Ford Fiesta

1,0-Liter-EcoBoost-Motor von Ford ist zum dritten Mal in Folge „International Engine of the Year“

Auszeichnung für den 1,0-Liter-EcoBoost-Motor von Ford: Der ebenso kompakte wie effiziente Dreizylinder mit Benzin-Direkteinspritzung wurde heute erneut zum „Internationalen Motor des Jahres“ („International Engine of the Year“) gekürt. Ford hatte diese prestigeträchtige Auszeichnung bereits 2012 und 2013 für den 1,0-Liter EcoBoost-Motor erhalten, jedes Mal vor allem aufgrund des Fahrverhaltens, der Leistung, der Wirtschaftlichkeit, der Laufkultur und der Technologie dieses kompakten Motors. Bei der heutigen Preisübergabe im Rahmen der Engine Expo 2014 in Stuttgart lobte die Jury, 82 Automobiljournalisten aus 35 Ländern, das Triebwerk als „eines der schönsten Beispiele für moderne Antriebstechnologie“. Zugleich ging der Preis „Bester Motor bis 1 Liter Hubraum“ ebenfalls zum dritten Mal in Folge an den 1,0-Liter-EcoBoost-Motor von Ford. Dean Slavinch, Co-Chairman der 16. International Engine of the Year-Awards und Redakteur des “Engine Technology International Magazine” sagte: „Der diesjährige ‚International Engine of the Year‘-Wettbewerb war von starker Konkurrenz geprägt, doch der 1,0-Liter-EcoBoost zeichnet sich auch weiterhin durch Raffinesse, Flexibilität und hervorragende Effizienz aus“. Der 1,0-Liter-EcoBoost-Motor wird im Ford-Motorenwerk in Köln hergestellt sowie in Craiova (Rumänien) und in Chongqing (China).
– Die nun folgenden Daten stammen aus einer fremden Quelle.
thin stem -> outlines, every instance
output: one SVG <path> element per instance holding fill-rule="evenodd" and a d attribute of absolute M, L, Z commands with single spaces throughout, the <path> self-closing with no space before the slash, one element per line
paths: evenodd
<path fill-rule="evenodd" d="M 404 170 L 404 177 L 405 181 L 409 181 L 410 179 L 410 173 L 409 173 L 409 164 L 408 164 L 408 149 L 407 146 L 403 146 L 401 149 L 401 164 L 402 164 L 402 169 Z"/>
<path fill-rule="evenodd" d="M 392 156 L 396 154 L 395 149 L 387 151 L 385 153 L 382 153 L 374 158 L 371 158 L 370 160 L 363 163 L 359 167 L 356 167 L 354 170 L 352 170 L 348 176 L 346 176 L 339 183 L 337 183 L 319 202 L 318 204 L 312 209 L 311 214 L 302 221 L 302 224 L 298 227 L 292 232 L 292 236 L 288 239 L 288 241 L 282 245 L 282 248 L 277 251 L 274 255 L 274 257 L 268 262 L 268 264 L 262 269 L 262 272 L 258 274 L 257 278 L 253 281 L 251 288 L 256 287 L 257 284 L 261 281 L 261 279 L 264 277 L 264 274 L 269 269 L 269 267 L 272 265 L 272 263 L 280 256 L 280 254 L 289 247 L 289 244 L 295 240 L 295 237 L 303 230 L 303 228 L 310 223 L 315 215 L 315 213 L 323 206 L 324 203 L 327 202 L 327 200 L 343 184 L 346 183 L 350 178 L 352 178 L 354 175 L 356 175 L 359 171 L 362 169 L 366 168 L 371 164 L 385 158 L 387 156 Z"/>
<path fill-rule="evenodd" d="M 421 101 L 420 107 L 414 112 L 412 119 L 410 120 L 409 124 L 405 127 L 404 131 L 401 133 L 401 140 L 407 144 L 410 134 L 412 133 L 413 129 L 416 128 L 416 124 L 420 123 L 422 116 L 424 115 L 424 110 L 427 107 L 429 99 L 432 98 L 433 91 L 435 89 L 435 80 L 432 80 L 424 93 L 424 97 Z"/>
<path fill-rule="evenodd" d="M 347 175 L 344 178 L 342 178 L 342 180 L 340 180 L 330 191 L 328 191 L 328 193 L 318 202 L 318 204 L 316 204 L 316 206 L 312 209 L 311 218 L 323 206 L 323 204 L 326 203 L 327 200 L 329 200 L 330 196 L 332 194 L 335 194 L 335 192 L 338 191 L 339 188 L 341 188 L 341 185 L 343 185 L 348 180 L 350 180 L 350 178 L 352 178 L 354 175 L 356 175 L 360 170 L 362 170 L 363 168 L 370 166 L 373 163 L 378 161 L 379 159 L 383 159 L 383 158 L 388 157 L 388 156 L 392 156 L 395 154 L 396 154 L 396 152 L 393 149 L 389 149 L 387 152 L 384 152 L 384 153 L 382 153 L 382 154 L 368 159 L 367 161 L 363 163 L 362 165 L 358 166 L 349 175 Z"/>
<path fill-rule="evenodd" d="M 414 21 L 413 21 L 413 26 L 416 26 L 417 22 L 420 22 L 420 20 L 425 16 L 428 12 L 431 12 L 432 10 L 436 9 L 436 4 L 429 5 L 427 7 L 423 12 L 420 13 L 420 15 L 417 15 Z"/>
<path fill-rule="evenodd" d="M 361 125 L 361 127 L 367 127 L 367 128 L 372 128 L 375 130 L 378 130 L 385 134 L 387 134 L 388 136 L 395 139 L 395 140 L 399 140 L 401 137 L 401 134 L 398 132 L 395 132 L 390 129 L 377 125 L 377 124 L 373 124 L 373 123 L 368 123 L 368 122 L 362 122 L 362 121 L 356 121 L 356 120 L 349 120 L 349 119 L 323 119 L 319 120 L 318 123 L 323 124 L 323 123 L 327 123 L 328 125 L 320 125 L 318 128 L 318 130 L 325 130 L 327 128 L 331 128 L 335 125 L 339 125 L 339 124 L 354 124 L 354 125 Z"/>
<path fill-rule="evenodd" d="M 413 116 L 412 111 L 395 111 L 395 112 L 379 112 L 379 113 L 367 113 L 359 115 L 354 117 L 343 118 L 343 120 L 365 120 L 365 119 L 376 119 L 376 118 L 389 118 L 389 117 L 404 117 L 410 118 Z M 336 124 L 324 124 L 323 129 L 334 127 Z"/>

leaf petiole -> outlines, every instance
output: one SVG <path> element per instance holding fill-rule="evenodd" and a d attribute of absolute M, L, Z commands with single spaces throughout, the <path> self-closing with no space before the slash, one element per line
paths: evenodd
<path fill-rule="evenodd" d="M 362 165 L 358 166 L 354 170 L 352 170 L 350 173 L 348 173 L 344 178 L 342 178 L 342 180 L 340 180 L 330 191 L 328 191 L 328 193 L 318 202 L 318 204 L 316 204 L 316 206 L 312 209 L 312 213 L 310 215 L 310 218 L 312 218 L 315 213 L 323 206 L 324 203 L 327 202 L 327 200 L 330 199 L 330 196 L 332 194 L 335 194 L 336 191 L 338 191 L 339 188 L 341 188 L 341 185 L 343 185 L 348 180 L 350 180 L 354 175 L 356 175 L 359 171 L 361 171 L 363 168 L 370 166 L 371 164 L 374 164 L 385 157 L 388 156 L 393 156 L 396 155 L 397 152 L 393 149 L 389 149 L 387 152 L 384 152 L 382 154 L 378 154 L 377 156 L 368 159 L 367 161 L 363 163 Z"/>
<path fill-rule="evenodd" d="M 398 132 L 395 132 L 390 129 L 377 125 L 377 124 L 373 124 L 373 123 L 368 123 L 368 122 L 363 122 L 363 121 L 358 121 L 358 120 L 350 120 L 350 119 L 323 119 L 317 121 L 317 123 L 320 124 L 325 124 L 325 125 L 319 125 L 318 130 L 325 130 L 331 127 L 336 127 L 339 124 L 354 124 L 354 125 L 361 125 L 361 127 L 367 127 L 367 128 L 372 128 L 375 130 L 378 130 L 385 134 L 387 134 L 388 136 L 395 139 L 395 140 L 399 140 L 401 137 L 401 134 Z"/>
Der Reihen-Dreizylinder mit nur 998 Kubikzentimetern Hubraum wurde nach dem Downsizing-Prinzip konstruiert. Wesentliche Kennzeichen des Motors sind: Benzin-Direkteinspritzung, variable Nockenwellensteuerung (Ti-VCT), Turbo-Aufladung. Der besonders kompakte Turbolader dieses Motors überzeugt mit Drehzahlen von bis zu 248.000 U/min – dies entspricht 4.000 Umdrehungen pro Sekunde und übertrifft die Drehzahl eines Formel 1-Turbos um fast das Doppelte. Der Ladedruck beträgt bis zu 2,6 bar.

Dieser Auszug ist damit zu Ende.